Your favourite cotton T- shirt has a dirty secret. It used up 2700 liters of freshwater during its production.
This is called the water footprint of the product and is calculated from 3 types of impacts on our freshwater supplies.
- evaporation of infiltrated rainwater for cotton growth (greenwater supply)
- withdrawal of ground or surface water for irrigation or processing (bluewater)
- water pollution during growth and processing
The use of 2700 liters of water itself is a huge weight on our increasingly scarce water supplies but the fact that these affect the areas prone to droughts already makes it even worse like Pakistan, India, China …

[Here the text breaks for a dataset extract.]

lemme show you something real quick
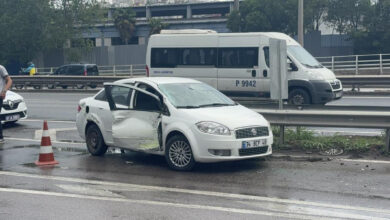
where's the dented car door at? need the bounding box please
[104,83,162,151]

We in the Western world are outsourcing the problem. According to a report about 84% of the water consumption in the EU25 region is located outside Europe, majorly impacting countries like India and Uzbekistan.
So while it is important to turn off the tap while brushing your teeth and taking shorter showers, your direct water consumption is only fraction of your total waterfootprint.
More than 70% of global water usage is dedicated to agriculture for producing food and other crops like cotton.
We need to take care of our water better and apply better farming practises.
This need brought to life the Better Cotton Initiative. An organisation who works with farmers to grow cotton with less water. The impact of them is quite amazing. In Pakistan the organisation worked with 75 000 farmers and they managed to reduce the water consumption of cotton farming by 39% while increasing their income by 11%. They also used less pesticides. It’s a win-win.
The Initiative works on a membership basis. Members have to meet a minimum criteria, they have to commit to improvement as well as paying a membership fee. This fee is used to support the work of the Initiative educating farmers.
Members include some high-street names like: ASOS, Ted Baker, M&S, C&A, H&M, Next, Gap, Tommy Hilfiger, Inditex Group (Zara, Oysho etc.) Adidas, Nike, Levi Strauss.
The best thing you can do to help is to buy less and be mindful of the resources needed to produce your clothes.
Take better care of what you own. According to WWF skipping ironing and drying your shirts saves a third of its carbon footprint.
I hate ironing anyway so now I at least have an environmentally sound reason for my wrinkly outfit.